Introduction

Recreational drug use is common worldwide, with up to 6.1 % of the world's population aged 15–64 years using one or more illicit substance(s) each year [1]. Data on the prevalence of recreational drug use are collected in many countries around the world; this is reported to and collated by the European Monitoring Centre for Drugs and Drug Addiction (EMCDDA) in Europe and, globally, by the United Nations Office of Drugs and Crime (UNODC) [1, 2].
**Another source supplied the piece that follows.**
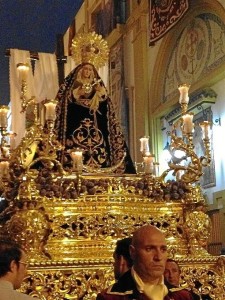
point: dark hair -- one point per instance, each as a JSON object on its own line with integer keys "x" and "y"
{"x": 122, "y": 248}
{"x": 9, "y": 251}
Until recently, other than from Hong Kong, Australia and New Zealand (the latter two considered by UNODC as Oceania rather than the Asia Pacific region), there was a paucity of data on the prevalence of recreational drug use in Asia. However, in the last 5 to 10 years, a number of UNODC programmes, including the Asia and Pacific Amphetamine-Type Stimulants Information Centre (APAIC), the Drug Abuse Information Network for Asia and the Pacific (DAINAP) and Global Synthetics Monitoring: Analyses, Reporting and Trends (SMART), have coordinated activities in this area [35]. This has improved data collection in many countries, particularly in Southeast and East Asia where use of the DAINAP electronic data collection tool is widespread; however, there are still significant data gaps from some countries including some of the more populous countries in the region (e.g. India, Bangladesh and China). It is difficult to undertake population level surveys of drug use in countries where the penalties for use and/or possession of illicit drugs can be severe, including the use of the death penalty; there may be other reasons for the difficulties in sampling appropriate populations in these countries including the sheer size of the countries, poor literacy and poor communications infrastructure. Often the information included in national reports from these areas is based on expert estimates on recreational drug use rather than formally collected data. Despite these limitations, the data available has enabled UNODC and their associated programmes to build a more reliable picture on the prevalence of recreational drug use in the region. This has enabled countries in the region, both individually and through the above UNODC programmes, to start to understand the issues that need to be addressed in relation to the use of illicit drugs. In this mini-review, we will summarise the available data on drug production and prevalence of drug use from non-Oceania Asia Pacific countries; we will use the UNODC regional areas when describing regional differences in drug use.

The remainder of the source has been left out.